Now a year from hosting the sport’s crowning glory, many Brazilians feel angry that football’s World Cup is being treated like a spoiled gatecrasher at a party at the expense of basic public services, such as schools and hospitals.

The demonstrations all began with a protest over a rise in bus fares in Sao Paulo. The seven per cent increase proved to be the touchpaper for widespread anger and dissatisatisfaction with a government that has promised not to spend any of the public purse on hosting the World Cup.

In fact some 90 percent of public money has gone towards overall costs estimated to be around 11 billion euros, a figure that projected to continue upwards. That represents around 57 euros per person or a budget cut of 10.6 billion euros.

For its part, the government claims not of the cutbacks have affected key services such as health, housing and education for the most poor.
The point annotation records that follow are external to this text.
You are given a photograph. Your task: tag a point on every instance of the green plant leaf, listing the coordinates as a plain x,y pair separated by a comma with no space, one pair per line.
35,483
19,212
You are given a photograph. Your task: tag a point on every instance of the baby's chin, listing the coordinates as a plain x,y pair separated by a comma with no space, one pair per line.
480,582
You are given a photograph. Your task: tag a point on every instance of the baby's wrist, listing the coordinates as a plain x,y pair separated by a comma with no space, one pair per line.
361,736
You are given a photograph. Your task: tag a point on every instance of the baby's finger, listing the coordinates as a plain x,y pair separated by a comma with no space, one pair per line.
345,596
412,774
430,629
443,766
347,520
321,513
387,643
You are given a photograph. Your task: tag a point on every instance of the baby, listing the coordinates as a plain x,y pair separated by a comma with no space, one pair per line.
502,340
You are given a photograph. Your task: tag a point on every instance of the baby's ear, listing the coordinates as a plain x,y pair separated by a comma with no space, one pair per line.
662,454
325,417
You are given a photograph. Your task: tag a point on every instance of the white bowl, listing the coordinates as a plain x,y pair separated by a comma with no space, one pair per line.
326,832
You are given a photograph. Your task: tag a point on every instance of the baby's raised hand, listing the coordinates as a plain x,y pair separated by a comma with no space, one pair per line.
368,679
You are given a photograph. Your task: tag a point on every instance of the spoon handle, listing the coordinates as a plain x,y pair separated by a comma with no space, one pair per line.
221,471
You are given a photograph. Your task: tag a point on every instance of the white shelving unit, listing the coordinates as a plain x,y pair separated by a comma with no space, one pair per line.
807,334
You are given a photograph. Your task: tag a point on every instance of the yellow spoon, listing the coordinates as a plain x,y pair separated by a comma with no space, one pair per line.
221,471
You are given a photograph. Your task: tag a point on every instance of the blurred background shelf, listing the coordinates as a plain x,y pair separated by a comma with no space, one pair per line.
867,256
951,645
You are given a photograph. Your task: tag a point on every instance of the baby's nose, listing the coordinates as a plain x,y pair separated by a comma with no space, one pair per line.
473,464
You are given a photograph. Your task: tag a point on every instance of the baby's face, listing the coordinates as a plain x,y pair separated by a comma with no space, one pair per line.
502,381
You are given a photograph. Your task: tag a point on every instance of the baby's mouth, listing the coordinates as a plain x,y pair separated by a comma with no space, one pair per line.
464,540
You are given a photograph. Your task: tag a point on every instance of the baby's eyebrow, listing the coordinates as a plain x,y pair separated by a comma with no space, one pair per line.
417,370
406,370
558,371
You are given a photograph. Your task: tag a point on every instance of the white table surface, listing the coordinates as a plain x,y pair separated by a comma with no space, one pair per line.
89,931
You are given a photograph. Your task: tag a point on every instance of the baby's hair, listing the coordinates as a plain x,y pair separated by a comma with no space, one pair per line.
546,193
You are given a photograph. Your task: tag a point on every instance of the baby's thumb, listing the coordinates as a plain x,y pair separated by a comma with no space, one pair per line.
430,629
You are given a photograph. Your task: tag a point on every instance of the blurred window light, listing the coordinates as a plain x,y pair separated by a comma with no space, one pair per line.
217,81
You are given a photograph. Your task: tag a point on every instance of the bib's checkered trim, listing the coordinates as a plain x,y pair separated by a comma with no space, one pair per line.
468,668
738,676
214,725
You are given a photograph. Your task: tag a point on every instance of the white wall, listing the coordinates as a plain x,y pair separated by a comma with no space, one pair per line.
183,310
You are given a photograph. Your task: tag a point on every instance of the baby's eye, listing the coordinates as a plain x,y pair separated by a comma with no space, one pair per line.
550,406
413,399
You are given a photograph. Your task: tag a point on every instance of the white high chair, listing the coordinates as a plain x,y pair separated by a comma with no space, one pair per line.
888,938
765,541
But Brazil’s burgeoning middle class, many of whom have recently come out of poverty, have felt the squeeze perhaps more than others.

The country’s weak service infrastructure means there are not enough hospitals and affordable medical care is at a premium along with a place for children in school.

The government is still fighting unemployment but the minimum wage is around 244 per month while the average salary is less than 500. Inflation is high and growth remains weak compared to emerging nations in Asia.

The government clearly must come up with a way to more evenly distribute the fruits of Brazil’s new found wealth. Until then, many will remain unconvinced over the benefits of hosting the world’s biggest sporting event.